News

Researchers transmit sense of touch, feel fine

The world got a little smaller Tuesday after
scientists reached around the globe via the
Internet and touched.

By Chris O’Brien
Mercury News

Or rather, the scientists — in London, Boston and
Los Angeles — picked up a virtual cube on a
computer screen at the same time and pushed it
around. The scientists, holding robotic arms, could
feel the force being exerted by the others as well
as the texture of the cube.

Though computers have been able to transmit
such sensations in close quarters for several
years, the distance between the scientists was a
new milestone that they hope will eventually lead
to new collaborative applications in telemedicine,
education and art.

“I think the most important applications are the ones we don’t know yet,” said Mandayam Srinivasan,
director of the Massachusetts Institute of Technology’s Touch Lab and leader of the MIT team that developed
the technology. “When Alexander Graham Bell invented the telephone, he didn’t see all the possibilities.”
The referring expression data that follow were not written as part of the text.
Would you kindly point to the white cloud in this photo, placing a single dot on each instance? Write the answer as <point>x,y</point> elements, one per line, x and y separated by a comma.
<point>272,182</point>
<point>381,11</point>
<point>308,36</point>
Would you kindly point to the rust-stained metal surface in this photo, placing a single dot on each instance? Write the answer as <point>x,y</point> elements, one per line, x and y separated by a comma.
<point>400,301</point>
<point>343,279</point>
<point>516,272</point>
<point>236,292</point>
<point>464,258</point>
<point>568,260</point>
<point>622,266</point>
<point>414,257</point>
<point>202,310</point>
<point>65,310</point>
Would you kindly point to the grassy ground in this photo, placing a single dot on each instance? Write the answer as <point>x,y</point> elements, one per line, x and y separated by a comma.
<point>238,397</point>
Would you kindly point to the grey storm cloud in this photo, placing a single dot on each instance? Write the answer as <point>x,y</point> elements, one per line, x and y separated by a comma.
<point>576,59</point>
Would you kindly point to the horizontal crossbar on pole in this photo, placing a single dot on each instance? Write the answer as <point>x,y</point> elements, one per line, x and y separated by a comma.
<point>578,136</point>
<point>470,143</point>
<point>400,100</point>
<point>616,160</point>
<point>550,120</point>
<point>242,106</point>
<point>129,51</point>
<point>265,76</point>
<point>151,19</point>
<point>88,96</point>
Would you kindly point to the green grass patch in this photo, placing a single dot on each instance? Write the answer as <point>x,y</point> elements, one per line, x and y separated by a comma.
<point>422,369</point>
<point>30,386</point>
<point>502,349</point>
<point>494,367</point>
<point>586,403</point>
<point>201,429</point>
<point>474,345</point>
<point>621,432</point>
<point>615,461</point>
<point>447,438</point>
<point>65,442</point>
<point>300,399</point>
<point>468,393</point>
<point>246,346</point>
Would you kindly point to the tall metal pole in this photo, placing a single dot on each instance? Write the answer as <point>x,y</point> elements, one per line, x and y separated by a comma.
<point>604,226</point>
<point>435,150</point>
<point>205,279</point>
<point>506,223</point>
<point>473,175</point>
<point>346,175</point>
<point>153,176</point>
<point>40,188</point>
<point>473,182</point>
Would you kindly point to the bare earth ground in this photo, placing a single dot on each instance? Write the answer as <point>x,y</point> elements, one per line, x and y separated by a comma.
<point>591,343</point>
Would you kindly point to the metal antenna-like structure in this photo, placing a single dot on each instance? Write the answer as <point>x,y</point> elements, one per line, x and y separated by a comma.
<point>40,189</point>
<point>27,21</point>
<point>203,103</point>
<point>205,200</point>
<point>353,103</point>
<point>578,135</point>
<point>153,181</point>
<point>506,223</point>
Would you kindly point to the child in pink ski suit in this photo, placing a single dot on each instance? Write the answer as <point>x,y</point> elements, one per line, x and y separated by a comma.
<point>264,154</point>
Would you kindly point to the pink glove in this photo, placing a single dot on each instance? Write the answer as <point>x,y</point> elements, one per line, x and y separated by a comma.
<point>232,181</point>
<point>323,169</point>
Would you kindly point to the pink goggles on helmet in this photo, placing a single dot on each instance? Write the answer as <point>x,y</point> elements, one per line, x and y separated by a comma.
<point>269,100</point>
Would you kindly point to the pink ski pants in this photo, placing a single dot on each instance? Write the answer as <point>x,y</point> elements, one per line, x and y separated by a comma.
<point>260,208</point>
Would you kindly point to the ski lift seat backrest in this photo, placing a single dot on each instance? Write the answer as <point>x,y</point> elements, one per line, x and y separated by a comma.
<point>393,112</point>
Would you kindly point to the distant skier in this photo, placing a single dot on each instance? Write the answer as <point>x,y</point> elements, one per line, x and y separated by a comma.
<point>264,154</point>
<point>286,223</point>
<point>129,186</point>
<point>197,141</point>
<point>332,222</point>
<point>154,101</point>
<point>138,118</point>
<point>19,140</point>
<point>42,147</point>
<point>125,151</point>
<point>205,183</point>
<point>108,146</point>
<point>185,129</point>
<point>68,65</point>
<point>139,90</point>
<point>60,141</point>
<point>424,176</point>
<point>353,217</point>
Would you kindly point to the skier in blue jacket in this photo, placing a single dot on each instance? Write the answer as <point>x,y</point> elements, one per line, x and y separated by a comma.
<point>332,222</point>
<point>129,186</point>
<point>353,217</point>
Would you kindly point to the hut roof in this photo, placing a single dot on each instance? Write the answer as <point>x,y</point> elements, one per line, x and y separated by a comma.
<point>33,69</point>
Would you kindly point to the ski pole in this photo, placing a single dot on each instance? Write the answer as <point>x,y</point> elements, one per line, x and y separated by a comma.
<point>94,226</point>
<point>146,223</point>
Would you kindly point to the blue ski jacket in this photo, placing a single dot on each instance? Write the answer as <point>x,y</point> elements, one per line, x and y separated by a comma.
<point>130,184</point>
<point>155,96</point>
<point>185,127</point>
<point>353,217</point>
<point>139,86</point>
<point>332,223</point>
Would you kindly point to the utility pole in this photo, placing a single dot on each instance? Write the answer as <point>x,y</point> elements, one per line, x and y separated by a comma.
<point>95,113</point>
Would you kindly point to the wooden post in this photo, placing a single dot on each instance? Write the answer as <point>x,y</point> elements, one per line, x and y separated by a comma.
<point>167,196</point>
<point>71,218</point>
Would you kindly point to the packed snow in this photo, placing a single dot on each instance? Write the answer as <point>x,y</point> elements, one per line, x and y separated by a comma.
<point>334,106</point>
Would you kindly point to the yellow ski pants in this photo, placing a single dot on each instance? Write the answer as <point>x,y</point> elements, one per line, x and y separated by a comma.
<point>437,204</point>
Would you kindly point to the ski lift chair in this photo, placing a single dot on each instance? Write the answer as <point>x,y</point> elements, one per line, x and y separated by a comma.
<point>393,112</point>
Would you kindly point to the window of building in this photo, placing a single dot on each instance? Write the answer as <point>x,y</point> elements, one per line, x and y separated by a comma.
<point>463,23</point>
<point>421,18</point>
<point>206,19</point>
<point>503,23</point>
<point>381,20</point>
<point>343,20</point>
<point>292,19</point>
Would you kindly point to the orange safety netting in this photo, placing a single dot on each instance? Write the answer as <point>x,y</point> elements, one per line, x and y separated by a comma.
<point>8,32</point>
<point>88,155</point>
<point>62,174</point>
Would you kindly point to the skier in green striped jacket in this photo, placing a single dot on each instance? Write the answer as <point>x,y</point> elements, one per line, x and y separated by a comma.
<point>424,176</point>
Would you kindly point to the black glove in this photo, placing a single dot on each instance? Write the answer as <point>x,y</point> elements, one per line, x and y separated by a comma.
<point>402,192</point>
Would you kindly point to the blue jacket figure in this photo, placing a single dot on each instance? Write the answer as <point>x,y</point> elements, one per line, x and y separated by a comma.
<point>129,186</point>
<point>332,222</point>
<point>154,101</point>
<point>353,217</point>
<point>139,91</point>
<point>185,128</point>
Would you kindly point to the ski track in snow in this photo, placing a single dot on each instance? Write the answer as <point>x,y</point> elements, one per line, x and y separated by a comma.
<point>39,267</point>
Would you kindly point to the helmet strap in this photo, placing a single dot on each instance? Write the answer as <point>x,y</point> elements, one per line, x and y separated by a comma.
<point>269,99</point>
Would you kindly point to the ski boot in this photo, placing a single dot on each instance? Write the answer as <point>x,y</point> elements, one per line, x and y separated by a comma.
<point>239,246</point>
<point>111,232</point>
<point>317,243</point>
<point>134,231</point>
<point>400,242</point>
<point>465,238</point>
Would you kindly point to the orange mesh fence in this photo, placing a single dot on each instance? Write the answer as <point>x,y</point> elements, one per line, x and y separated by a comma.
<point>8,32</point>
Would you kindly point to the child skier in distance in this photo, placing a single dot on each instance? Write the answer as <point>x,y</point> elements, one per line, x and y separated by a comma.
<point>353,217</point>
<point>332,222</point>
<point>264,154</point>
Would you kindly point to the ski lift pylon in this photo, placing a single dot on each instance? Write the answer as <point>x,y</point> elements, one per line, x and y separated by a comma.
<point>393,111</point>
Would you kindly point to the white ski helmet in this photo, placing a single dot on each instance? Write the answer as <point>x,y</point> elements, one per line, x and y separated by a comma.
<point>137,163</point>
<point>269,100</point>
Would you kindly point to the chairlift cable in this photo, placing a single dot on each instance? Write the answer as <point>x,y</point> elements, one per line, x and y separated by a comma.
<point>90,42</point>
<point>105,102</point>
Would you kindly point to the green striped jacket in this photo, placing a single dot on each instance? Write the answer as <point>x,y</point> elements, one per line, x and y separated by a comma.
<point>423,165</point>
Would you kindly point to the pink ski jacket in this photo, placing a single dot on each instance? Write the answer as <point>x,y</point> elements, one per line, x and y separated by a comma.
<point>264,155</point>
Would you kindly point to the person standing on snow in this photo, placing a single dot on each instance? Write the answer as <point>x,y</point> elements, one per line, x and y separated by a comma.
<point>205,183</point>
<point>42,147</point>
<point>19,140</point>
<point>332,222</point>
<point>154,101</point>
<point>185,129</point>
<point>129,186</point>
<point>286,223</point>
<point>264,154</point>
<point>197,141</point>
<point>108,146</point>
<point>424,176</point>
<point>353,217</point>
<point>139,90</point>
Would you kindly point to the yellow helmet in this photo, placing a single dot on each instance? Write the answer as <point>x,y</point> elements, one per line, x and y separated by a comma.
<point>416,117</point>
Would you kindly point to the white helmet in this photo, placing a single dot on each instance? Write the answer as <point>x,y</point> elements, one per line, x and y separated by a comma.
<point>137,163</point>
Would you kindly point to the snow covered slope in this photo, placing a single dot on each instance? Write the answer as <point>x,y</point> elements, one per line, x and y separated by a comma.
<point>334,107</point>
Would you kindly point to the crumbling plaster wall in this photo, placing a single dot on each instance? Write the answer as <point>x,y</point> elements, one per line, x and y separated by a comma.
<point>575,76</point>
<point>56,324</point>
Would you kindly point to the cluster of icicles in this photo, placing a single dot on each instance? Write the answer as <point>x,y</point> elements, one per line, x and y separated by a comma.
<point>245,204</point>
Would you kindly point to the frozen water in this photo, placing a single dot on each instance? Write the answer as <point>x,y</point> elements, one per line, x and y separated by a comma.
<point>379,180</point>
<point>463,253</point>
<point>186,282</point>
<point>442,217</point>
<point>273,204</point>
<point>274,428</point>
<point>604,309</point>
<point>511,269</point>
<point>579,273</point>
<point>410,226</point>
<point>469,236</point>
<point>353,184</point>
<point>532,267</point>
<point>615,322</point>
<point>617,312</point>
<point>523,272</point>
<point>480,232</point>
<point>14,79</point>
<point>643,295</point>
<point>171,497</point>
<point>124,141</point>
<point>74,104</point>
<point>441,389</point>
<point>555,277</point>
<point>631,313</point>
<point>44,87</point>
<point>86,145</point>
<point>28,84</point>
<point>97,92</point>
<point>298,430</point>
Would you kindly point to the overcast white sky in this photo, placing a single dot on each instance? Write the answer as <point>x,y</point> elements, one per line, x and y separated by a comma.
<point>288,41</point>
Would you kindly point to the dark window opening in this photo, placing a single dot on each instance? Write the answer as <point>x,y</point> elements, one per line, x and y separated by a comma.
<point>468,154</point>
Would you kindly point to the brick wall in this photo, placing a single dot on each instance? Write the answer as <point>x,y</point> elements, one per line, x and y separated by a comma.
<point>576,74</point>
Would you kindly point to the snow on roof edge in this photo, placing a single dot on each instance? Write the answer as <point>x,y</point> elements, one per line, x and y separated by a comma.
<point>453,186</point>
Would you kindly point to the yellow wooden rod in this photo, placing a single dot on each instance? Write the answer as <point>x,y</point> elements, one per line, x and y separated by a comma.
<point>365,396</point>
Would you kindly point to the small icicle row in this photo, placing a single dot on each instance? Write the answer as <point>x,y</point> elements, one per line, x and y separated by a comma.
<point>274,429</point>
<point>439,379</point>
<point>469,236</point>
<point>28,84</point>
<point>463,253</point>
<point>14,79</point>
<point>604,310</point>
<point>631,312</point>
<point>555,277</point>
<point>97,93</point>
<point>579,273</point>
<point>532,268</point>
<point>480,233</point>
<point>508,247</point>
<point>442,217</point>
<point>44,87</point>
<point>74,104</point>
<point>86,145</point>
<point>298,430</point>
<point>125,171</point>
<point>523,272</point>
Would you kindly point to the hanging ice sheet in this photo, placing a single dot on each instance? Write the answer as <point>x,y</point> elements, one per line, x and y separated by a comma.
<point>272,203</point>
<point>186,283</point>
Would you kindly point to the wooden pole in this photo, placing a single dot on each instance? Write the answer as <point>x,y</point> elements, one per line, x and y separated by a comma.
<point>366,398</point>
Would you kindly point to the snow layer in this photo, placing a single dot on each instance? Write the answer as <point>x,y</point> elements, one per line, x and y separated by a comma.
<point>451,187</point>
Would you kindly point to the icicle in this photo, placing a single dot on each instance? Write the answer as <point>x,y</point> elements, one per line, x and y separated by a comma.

The breakthrough actually occurred in May and was detailed in a paper presented Oct. 9 in Portugal at the
conference called Presence 2002: The 5th Annual International Workshop on Presence. Tuesday marked the
first public demonstration.

By adding a sense of touch, researchers hope to improve the experience of various virtual environments,
which are usually limited to sight and sound. The field of research involving touch is referred to as “haptics.”

There were three demonstrations Tuesday. The first occurred between labs at MIT and the University College
London. Later, links were established between the University of Southern California and MIT and with the
London school. Each team’s computer had a robotic arm with a stylus at the end. On the computer screen was
a blue box. A researcher wrapped a finger around the stylus to move a cursor on the screen. When the cursor
hit the box, which is programmed to “feel” like hard rubber, the software transmits signals through the arm
that vary the amount of tension felt.

When the cursor controlled by the second team touches the box, it changes the level of tension felt by the first
team. As each team experienced different levels of resistance, participants moved the cursors around the box
and together lifted it up and moved it across the screen.

The robotic arm and the software have been commercially available for several years. But the teams altered
the software so the program could be used across the Internet. Despite the breakthrough, researchers said
they were well aware of the limitations.

The arms have to be moved very slowly because the transmission of signals across the Internet can often be
slow and jumpy. Srinivasan said researchers will be focused on improving the network performance, the
processing speed of the computers and the software to fine-tune their work.

“As the software becomes more sophisticated and computers become faster, we can have widespread virtual
environments where we interact more naturally,” Srinivasan said.